Les difficultés de Sanofi seraient dues à un manque de sérendipité …

Je vous invite à découvrir et lire le très intéressant article de Pierre Allain, médecin, sur le site Pharmacorama : http://www.pharmacorama.com/ezine/20121020111537.php

Merci à Claude Monneret qui me l’a signalé.

Avec son confrère Claude Bohuon, Claude Monneret , docteur es-sciences et membre de l’académie de pharmacie, à publié aux éditions EDP sciences, un livre intitulé « Fabuleux hasards: histoire de la découverte de médicaments » (une trentaine) qui relate comment innovation thérapeutique et sérendipité ont été étroitement liées (et le sont toujours : cf. baclofène, viagra … ) Claude Monneret ajoute : la mise en équation préalable de toute recherche comme cela se pratique de plus en plus en milieu industriel et universitaire est un frein à l’innovation

Sérendipité et recherche scientifique Cedric VILLANI : « Je crois au hasard »

Cédric VILLANI, grand mathématicien récemment honoré de la médaille Fields (l’équivalent du prix NOBEL pour les mathématiciens), est interviewé pour National Geographic Sciences, a propos du rôle du hasard dans la recherche scientifique.

Voir la vidéo sur Youtube

Pour lui, comme pour de très nombreux chercheurs, les liens entre hasard, inattendu, imprévu, et découvertes scientifiques sont indéniables. Avant de conclure par un « je crois au hasard », Cédric VILLANI fait référence, dans cet interview, à des exemples qu’il a lui même vécus.

Et il ajoute :

  • « il s ‘agit de provoquer le hasard »
  • « il s’agit de tirer parti du hasard »
  • « ce sont des choses qui s’apprennent »

Ce qui est vrai pour les scientifiques l’est également pour les managers. Pour provoquer le hasard, en tirer parti, le coaching de sérendipité©, que nous vous proposons, c’est l’opportunité de renforcer les capacités créatives et innovantes en entreprise.

Peut-on provoquer ou enseigner la sérendipité ?

Peut-on provoquer ou enseigner la sérendipité ?

Si la question est posée, c’est qu’elle peut paraître surprenante …

Pourtant Louis PASTEUR disait « Le hasard ne favorise que les esprits préparés« , ce qui sous-entend que l’on peut préparer les esprits, c’est à dire former, accompagner.

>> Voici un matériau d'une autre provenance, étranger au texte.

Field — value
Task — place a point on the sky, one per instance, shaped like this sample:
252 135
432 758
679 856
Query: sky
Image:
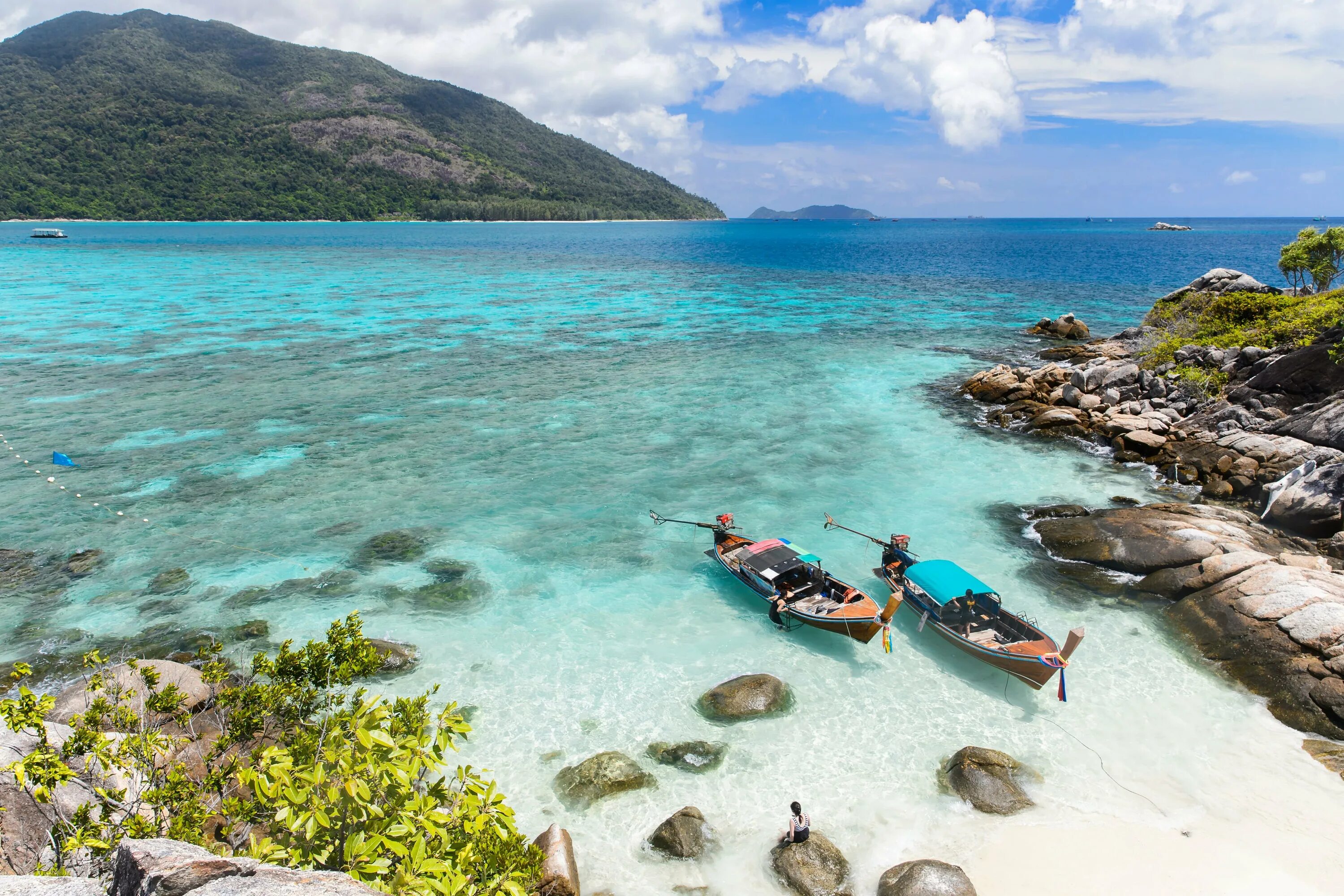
908 108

Porteurs du concept de coaching de sérendipité©, nous en sommes convaincus.

Danièle BOURCIER, du CNRS, aborde cette question dans un article récent ( CAES du CNRS – LE MAGAZINE – n° 97 – décembre 2011); en voici l’extrait :

Peut-on provoquer ou enseigner la sérendipité ? Le colloque de Cerisy sur la sérendipité a rassemblé des artistes, des dramaturges, des chercheurs de différentes disciplines dans une approche – naturellement – transdisciplinaire. Cette expérience leur a permis d’échanger sur leurs démarches qui se sont révélées très proches. Et deux communautés se sont montrées les plus intéressées par ce concept : celle de l’éducation, et le monde de l’entreprise. Les chercheurs utilisent déjà la sérendipité au quotidien. Et certaines disciplines, comme la physique et la chimie, sont constitutionnellement plus aptes à la comprendre. Comme le dit le physicien Jean-Marie Brom : « La sérendipité, j’en vis. »

L’article complet : CNRS – CAES decembre2011   ou ici .

Danièle BOURCIER est co-auteur avec Pek Van ANDEL de plusieurs ouvrages sur la sérendipité : voir bibliographie.

SOS – La sérendipité serait-elle en péril sur le net ?

La sérendipité est-elle le propre de l’homme ? ou pour le moins ce qui le distinguerait de la machine ?

Sur le net, automatismes divers nous encadrent et nous guident … au détriment des richesses de l’inconnu, de la surprise, de la sérendipité.

Je vous recommande cet article du site RSLN

Ainsi que celui-ci sur le site numerama  ( la sérendipité comme prétexte ? )

A suivre …

Dirigeants, acceptez l’incertitude et adoptez la sérendipité

Pour être un bon dirigeant, acceptez l’incertitude !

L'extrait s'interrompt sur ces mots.